Federal payroll taxes generally must be paid when someone is issued a paycheck by and from the gym. These taxes include (but are not limited to): 1) Unemployment Tax – usually paid quarterly or semi-quarterly 2) Income Tax (Withholding Tax) – usually paid monthly or quarterly 3) Medicare – paid monthly 4) Social Security – paid monthly
Just as it does with state income taxes, the health club must withhold federal taxes from each employee paycheck and then periodically submit those withheld funds to the federal government. As the employer, the gym must also pay a portion of the Medicare and Social Security taxes for the employee. As of this writing, these two taxes are shared equally by the employee and the employer.
What this means is that when you issue an employee their paycheck it is actually costing you more than the gross pay earned by that employee. Say, for example, that you issue someone a paycheck for $2,000. Depending on their deductions and the state in which you live, that employee may receive a check for $1,635 after taxes. As the business owner, you have withheld $365 from that check and you are under the obligation to pay that amount plus the employer share to the appropriate governmental agencies (state and federal). The employer share in this example would be approximately $80 so it cost the company $2,080 to pay that employee a $2,000 check. Remember that the employee actually received a check for $1,635. Again, please note that tax rates, rules and regulations will vary widely depending on where you live and your individual situation.
The final federal requirement that you as a health club owner must comply with is the annual tax filing. For the business owner, it’s best to hire a Certified Public Accountant (CPA) to handle this annual filing.

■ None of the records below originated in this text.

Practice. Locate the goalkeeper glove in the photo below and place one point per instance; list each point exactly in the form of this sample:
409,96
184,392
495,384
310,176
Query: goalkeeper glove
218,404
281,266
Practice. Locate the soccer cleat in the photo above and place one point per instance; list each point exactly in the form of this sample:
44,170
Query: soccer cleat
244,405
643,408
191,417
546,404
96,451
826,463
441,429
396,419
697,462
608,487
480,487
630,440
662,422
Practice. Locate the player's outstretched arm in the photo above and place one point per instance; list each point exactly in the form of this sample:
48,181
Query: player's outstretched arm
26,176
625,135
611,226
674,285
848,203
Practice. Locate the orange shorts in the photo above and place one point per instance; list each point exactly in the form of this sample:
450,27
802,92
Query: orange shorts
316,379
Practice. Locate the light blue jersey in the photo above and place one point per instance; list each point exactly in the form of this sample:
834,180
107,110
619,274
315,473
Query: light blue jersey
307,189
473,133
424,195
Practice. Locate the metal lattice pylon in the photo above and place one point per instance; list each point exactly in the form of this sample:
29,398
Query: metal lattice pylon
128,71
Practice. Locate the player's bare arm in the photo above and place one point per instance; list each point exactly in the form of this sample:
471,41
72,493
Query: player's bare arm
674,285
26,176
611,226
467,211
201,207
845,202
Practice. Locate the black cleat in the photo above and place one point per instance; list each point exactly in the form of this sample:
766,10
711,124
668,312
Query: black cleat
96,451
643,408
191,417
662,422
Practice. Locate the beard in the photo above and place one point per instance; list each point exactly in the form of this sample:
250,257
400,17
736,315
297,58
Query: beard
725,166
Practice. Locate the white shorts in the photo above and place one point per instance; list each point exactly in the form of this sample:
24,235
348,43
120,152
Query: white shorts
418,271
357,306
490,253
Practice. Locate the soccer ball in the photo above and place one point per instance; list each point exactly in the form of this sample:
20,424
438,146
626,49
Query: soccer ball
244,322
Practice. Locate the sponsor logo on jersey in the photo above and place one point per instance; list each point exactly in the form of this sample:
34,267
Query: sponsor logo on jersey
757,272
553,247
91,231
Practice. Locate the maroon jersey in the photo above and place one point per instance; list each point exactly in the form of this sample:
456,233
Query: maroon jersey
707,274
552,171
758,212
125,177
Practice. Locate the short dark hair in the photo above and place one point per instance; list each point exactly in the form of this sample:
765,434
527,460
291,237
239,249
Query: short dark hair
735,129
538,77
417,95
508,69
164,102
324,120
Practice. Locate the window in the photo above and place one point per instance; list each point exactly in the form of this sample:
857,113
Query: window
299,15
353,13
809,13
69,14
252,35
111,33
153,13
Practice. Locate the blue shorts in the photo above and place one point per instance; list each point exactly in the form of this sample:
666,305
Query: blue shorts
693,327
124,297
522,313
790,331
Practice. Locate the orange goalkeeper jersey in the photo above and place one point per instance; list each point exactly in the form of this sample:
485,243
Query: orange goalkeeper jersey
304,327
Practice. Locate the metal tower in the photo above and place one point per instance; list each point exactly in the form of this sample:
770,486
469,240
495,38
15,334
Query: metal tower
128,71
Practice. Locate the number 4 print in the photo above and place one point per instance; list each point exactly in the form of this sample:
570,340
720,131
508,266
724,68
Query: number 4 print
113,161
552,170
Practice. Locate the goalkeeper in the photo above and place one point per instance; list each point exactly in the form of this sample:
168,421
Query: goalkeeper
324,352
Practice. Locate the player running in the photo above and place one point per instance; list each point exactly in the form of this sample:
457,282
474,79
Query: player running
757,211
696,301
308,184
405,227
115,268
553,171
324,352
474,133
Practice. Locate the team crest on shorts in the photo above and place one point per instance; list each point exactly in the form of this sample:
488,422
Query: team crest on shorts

This document is by no means a comprehensive look at government requirements when opening a gym, but hopefully it has given you some helpful information as you pursue this unique business opportunity. There are so many more requirements that must be met, particularly in the area of employment regulations, that you’ll find it necessary to do some more research. Some additional resources you may wish to investigate are: irs.gov, sba.gov, onlinewbc.gov, business.gov and dol.gov
(For more free health club marketing ideas please visit: http://www.cuecd.com/ or our blog: http://cuecd.blogspot.com/ or connect with us here: www.linkedin.com/in/circuittraining/.)
The purpose of this document is to give you a basic working knowledge of government requirements for a small business. This document should not be considered the end of your research! The author advises you to check with any and all appropriate governmental agencies for additional information. The author makes no representation or warranties regarding the outcome or the use to which this information is put and is not assuming any liability for any claims, losses, or damages arising out of the use of this document. Additionally, the author strongly recommends that you retain the services of an attorney and accountant to assist you when opening a business.
This document is designed to educate and provide general information regarding the subject matter covered. However, laws and practices often vary from city to city and from state to state and are subject to change. Because each factual situation is different, specific advice should be tailored to the particular circumstances. For this reason, you are encouraged to consult with your own advisor(s) regarding your own specific situation.
The author does not assume any responsibility for any errors or omissions. The author furthermore specifically disclaims any liability resulting from the use or application of the information contained in this document, and the information is not intended to serve as legal advice related to individual situations.